This editorial will appear in tomorrow’s print edition.
Tim Eyman’s latest charge against state officialdom sounds like a bombshell.
The state’s most prolific initiative peddler e-mailed his supporters and the press last week to allege that the “Secretary of State has been perpetuating a fraud.”
Pretty strong words, even for the hyperbolic Eyman.
He claims that Sam Reed is lying when he says that referendum and initiative petitions and the names on them have long been considered public documents in this state. (Reed’s comments came in the wake of a legal challenge to the release of petitions related to Referendum 71, the effort to overturn the state’s “everything but marriage” law for same-sex couples.)
The problem is, this is a sideshow. The dispute over Washington public records law is effectively settled, as it pertains to petitions. The main show lies in federal court, and it revolves around the Constitution.
The secretary of state’s office has indeed been wrong to the extent that it has suggested the release of petitions has been standard practice in Washington. As Eyman asserts, none were released until three years ago, starting with Initiative 917 – the “Save Our $30 Tabs” measure. But the idea wasn’t to spank Eyman personally.

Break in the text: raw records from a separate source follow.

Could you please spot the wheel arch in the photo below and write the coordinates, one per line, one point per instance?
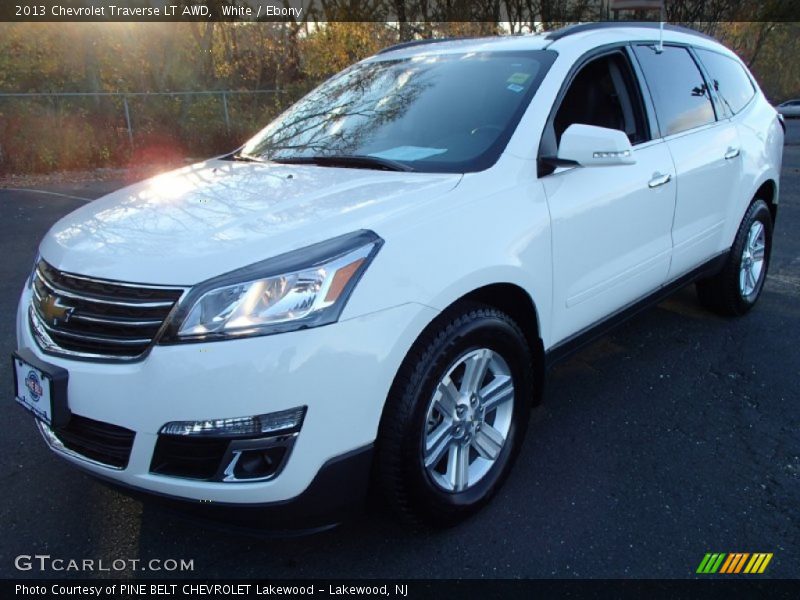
(518, 304)
(768, 192)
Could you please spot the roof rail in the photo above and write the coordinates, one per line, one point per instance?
(600, 25)
(412, 43)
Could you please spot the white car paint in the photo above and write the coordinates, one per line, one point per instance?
(582, 242)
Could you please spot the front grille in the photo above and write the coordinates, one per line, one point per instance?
(91, 317)
(101, 442)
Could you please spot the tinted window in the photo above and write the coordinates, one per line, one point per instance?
(678, 89)
(439, 113)
(728, 78)
(603, 94)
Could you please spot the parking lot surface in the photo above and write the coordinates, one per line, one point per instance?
(673, 436)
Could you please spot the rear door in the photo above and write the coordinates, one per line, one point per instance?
(611, 224)
(704, 147)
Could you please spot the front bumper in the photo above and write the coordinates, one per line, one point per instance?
(340, 372)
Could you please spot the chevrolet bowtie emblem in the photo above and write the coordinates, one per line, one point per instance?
(53, 311)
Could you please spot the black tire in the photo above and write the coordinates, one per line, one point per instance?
(402, 476)
(722, 293)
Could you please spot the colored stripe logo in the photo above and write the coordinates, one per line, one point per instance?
(734, 562)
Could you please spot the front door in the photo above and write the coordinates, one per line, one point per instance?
(611, 226)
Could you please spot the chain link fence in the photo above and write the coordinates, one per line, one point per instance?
(42, 132)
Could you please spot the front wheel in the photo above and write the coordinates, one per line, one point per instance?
(735, 290)
(455, 417)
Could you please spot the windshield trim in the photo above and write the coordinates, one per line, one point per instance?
(481, 162)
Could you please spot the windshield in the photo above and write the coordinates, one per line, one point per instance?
(439, 113)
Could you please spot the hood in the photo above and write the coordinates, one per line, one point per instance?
(186, 226)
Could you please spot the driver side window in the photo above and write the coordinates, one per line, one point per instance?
(604, 94)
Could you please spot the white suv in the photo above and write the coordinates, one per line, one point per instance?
(374, 286)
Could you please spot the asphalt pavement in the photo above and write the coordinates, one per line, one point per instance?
(675, 435)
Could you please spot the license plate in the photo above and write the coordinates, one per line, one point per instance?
(41, 388)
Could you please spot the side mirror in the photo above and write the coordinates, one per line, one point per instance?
(590, 146)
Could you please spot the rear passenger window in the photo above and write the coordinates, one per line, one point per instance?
(729, 79)
(678, 88)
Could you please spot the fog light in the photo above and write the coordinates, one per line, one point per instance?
(258, 463)
(284, 421)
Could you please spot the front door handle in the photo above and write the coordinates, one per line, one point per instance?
(658, 180)
(731, 153)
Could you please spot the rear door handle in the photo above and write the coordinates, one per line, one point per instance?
(731, 153)
(658, 180)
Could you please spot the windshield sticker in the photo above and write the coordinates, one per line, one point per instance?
(408, 153)
(518, 78)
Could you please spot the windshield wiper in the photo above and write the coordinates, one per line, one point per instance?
(347, 161)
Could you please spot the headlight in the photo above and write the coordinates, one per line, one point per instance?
(305, 288)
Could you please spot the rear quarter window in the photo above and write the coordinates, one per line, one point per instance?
(731, 82)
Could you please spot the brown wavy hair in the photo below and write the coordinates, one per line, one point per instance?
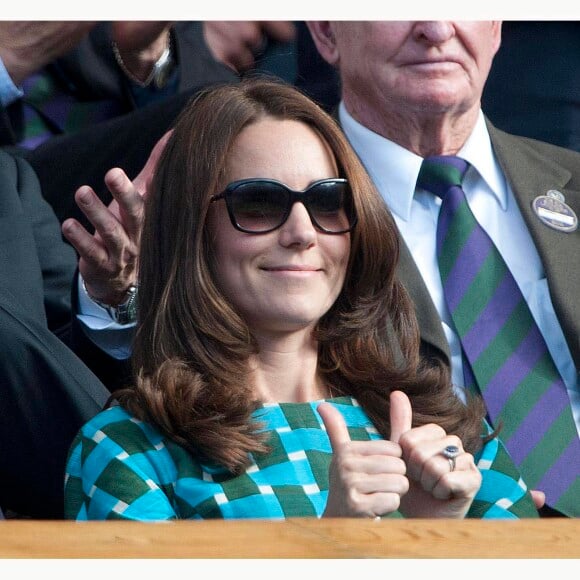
(192, 348)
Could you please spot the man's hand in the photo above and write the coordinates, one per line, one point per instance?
(237, 43)
(108, 259)
(27, 46)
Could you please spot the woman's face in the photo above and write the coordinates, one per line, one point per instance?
(284, 280)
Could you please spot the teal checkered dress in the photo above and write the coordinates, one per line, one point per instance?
(122, 468)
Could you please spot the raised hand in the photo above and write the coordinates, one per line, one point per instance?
(366, 478)
(435, 490)
(27, 46)
(108, 259)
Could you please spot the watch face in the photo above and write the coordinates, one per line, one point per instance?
(163, 70)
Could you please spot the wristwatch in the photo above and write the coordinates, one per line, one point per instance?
(163, 68)
(124, 313)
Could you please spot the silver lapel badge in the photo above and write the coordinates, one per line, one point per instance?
(553, 210)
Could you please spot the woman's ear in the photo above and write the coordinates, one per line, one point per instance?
(323, 36)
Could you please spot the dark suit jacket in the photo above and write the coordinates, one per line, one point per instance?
(36, 266)
(46, 392)
(90, 73)
(531, 168)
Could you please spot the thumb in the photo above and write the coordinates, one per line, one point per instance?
(143, 180)
(335, 425)
(401, 415)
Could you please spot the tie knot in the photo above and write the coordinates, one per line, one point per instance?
(439, 173)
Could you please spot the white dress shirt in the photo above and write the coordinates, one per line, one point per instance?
(394, 171)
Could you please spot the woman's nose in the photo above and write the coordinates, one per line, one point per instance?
(298, 228)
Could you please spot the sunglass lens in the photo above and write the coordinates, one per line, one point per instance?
(330, 206)
(259, 207)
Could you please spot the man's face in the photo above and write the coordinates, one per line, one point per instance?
(413, 68)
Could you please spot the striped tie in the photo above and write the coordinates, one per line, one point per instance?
(507, 354)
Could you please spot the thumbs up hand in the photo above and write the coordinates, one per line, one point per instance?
(366, 478)
(438, 487)
(408, 472)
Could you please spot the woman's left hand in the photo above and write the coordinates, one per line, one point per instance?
(440, 487)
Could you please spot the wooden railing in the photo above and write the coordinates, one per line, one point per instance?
(294, 538)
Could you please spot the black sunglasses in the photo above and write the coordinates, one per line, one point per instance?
(259, 206)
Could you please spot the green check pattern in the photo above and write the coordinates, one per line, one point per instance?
(122, 468)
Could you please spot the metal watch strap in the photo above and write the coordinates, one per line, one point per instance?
(124, 313)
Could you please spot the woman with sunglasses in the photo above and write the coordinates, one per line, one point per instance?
(277, 367)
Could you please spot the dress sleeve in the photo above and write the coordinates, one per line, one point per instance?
(503, 493)
(115, 471)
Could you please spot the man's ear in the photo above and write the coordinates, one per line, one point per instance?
(323, 36)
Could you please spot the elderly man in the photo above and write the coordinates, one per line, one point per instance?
(489, 223)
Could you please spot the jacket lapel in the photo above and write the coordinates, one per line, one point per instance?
(530, 174)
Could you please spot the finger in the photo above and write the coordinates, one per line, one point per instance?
(129, 203)
(88, 248)
(457, 485)
(401, 415)
(107, 226)
(280, 30)
(334, 424)
(143, 181)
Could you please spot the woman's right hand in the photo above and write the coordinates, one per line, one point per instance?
(366, 478)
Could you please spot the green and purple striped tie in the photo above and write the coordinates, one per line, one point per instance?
(506, 352)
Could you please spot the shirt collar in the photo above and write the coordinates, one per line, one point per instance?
(394, 169)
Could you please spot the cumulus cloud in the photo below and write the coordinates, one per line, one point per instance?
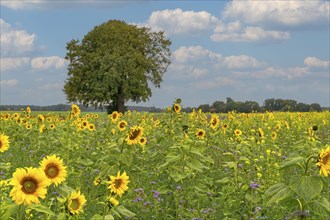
(194, 53)
(242, 61)
(15, 63)
(15, 42)
(279, 13)
(181, 22)
(9, 83)
(46, 4)
(43, 63)
(249, 34)
(315, 62)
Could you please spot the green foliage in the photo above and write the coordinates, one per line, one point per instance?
(114, 63)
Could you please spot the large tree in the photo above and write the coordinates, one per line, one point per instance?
(116, 62)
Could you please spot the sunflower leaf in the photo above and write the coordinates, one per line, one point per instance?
(125, 212)
(41, 208)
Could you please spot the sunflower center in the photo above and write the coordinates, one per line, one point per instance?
(134, 134)
(51, 171)
(74, 204)
(29, 185)
(118, 183)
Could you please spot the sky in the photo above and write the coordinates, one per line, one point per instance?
(245, 50)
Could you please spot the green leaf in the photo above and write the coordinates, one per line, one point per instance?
(97, 217)
(196, 165)
(291, 161)
(223, 180)
(177, 176)
(125, 212)
(109, 217)
(61, 216)
(276, 193)
(9, 210)
(84, 161)
(41, 208)
(308, 187)
(321, 206)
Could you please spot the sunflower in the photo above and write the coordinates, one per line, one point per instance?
(91, 127)
(143, 141)
(76, 201)
(4, 142)
(113, 201)
(54, 169)
(134, 135)
(114, 116)
(118, 184)
(274, 135)
(324, 161)
(238, 132)
(200, 133)
(214, 122)
(41, 118)
(28, 185)
(122, 125)
(75, 109)
(176, 108)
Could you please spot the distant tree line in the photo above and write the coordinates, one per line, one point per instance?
(217, 107)
(252, 106)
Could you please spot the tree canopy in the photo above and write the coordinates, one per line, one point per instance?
(116, 62)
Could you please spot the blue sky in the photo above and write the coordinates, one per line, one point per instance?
(246, 50)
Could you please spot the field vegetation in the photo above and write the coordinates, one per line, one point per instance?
(170, 165)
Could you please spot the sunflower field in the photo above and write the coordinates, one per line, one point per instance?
(170, 165)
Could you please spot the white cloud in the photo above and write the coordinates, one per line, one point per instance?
(274, 72)
(181, 22)
(194, 53)
(52, 86)
(16, 63)
(279, 13)
(15, 42)
(249, 34)
(43, 63)
(242, 61)
(315, 62)
(9, 83)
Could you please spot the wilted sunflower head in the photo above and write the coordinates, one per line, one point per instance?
(324, 161)
(28, 185)
(4, 142)
(200, 133)
(118, 184)
(75, 109)
(54, 169)
(76, 201)
(134, 135)
(122, 125)
(176, 108)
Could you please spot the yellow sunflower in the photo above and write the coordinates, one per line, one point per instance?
(200, 133)
(214, 122)
(114, 116)
(113, 201)
(28, 185)
(324, 161)
(122, 125)
(75, 109)
(238, 132)
(118, 184)
(76, 201)
(4, 142)
(134, 135)
(54, 169)
(176, 108)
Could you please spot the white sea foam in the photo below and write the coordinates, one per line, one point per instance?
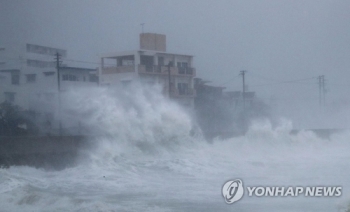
(146, 160)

The secretary of state’s office in fact did not release petitions until 2006. The reason, between 1998 and 2006, appears to have been technology, not a vendetta against Eyman.
Before 2006, state archivists stored petition copies on microfilm – not digital CD-ROMs – and charged a fee of 10 cents a sheet for copies of initiative petitions, which could ring up fast. It could have cost thousands of dollars for paper copies of the petitions for a successful initiative. According to the staff, no one followed through on such an expensive request.
After what seem to have been endless deliberations by state archivists, the state in 2005 finally adopted a digital standard of record storage – hence the availability of cheap, data-packed CDs in 2006.
Another fact in Eyman’s claim: Prior to 1998 – even had anyone been willing to pay the bill – the secretary o f state’s office would not have voluntarily released petition signers’ personal information.
The reason: Reed’s predecessors read the law differently. Like Eyman, they believed the limited privacy protections in the public records act barred access to the names of those who signed initiative and referendum petitions.
A 1998 attorney general’s opinion concluded that the law all along compelled disclosure – even if earlier state officials hadn’t been following it. Washington’s open records policy clearly states that privacy concerns cannot bar the release of a government document unless the information is “highly offensive to a reasonable person” and “not of legitimate concern to the public.”
Any attempt to meet that two-prong test with referendum petitions would inevitably fail. Public disclosure of petitions and the names on them is vital to independent scrutiny of their handling and verification by government officials.
The real legal fight over the release of R-71 petitions isn’t about whether state law is being read correctly; it’s about whether that law conflicts with the First Amendment. One federal judge has already tentatively concluded that it does.
That’s got nothing to do with conspiracies against anti-tax initiatives or other shenanigans in the secretary of state’s office.